Images de l'épave du Titanic, un siècle après son naufrage

National Geographic - 26/03
Plus d'un siècle après son naufrage le 15 avril 1912, la célèbre épave nous apparaît sous un jour nouveau grâce aux nouvelles technologies.

L'épave sommeille dans les profondeurs, conglomérat d'acier corrodé disséminé sur plusieurs centaines d'hectares dans les fonds marins de l'Atlantique Nord. Des champignons grignotent la carcasse. De curieuses formes de vie incolores, insensibles à la pression écrasante, parcourent ses remparts rongés. Depuis la découverte de l'épave en 1985 par les explorateurs Robert Ballard et Jean-Louis Michel, il est arrivé qu'un robot ou qu'un navire submersible balayent les parois lugubres du Titanic, envoient un faisceau sonar dans sa direction, prennent quelques photos puis repartent.

Ces dernières années, des explorateurs comme James Cameron et Paul-Henry Nargeolet nous sont revenus avec des images de plus en plus précises de l'épave.
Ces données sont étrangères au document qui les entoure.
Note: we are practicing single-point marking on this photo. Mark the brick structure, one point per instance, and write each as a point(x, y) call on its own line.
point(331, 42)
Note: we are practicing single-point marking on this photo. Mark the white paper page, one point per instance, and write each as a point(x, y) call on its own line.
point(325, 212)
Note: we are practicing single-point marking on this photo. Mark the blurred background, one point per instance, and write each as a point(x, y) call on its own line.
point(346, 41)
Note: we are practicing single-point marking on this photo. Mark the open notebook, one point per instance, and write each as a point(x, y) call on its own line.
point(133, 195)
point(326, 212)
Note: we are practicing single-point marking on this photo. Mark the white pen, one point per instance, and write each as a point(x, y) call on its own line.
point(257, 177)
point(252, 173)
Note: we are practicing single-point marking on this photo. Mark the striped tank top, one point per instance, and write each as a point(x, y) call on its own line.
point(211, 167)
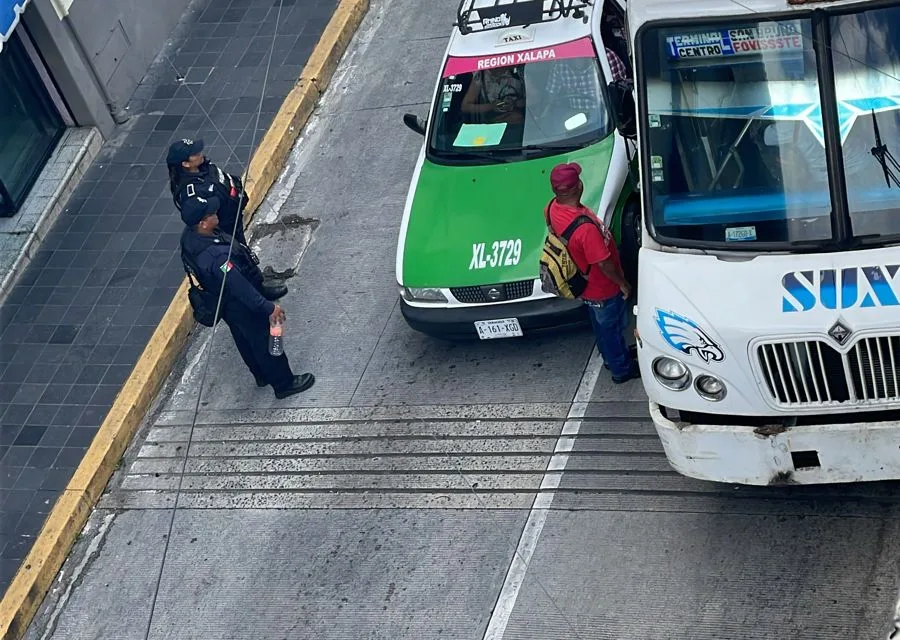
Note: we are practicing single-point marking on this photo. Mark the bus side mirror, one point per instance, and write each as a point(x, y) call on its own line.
point(622, 107)
point(412, 121)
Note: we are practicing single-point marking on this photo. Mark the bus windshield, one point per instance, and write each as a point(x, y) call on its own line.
point(494, 107)
point(735, 136)
point(867, 83)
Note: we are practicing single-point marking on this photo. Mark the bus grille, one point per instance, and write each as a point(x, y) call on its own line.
point(813, 373)
point(481, 294)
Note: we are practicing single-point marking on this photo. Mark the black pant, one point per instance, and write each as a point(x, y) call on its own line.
point(251, 336)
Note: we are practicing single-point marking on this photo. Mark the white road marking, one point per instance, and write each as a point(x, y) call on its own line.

Pour autant, c'est comme si nous l'apercevions à travers un trou de serrure, limités par le pont flottant dans les eaux et l'étendue des faisceaux d'un sous-marin. Nous ne sommes jamais parvenus à saisir les relations qui unissent les pièces hétéroclites du navire, ni à appréhender les coulisses de ce naufrage dans son intégralité.

C'est désormais possible. Sur un terrain de l'Institut océanographique de Woods Hole, à bord d'une remorque sophistiquée, William Lange se tient au côté d'une carte agrandie du Titanic, une mosaïque dont la reconstitution minutieuse a pris des mois. Au premier abord, l'image fantomatique semble représenter l'image de la lune : le fond marin est marqué d'innombrables stries ainsi que de cratères formés par des rochers que des icebergs en fonte déposent depuis des millénaires.

En y regardant de plus près, le site semble jonché de déchets laissés par l'homme — un agglomérat de lignes et de sphères, de ferraille et d'éclats dignes d'un tableau de Jackson Pollock. William Lange se tourne vers son ordinateur et désigne une zone sur la carte, générée grâce à la superposition de données optiques sur l'image du sonar. Il zoome sur cette partie, encore et encore. La proue du Titanic apparaît alors sous un filtre granuleux, de même qu'un trou noir béant où surgissait autrefois sa cheminée avant ainsi qu'un panneau d'écoutille, abandonné dans la boue à une centaine de mètres au nord. L'image présente de nombreux détails : on distingue un crabe blanc claudiquant sur une rambarde.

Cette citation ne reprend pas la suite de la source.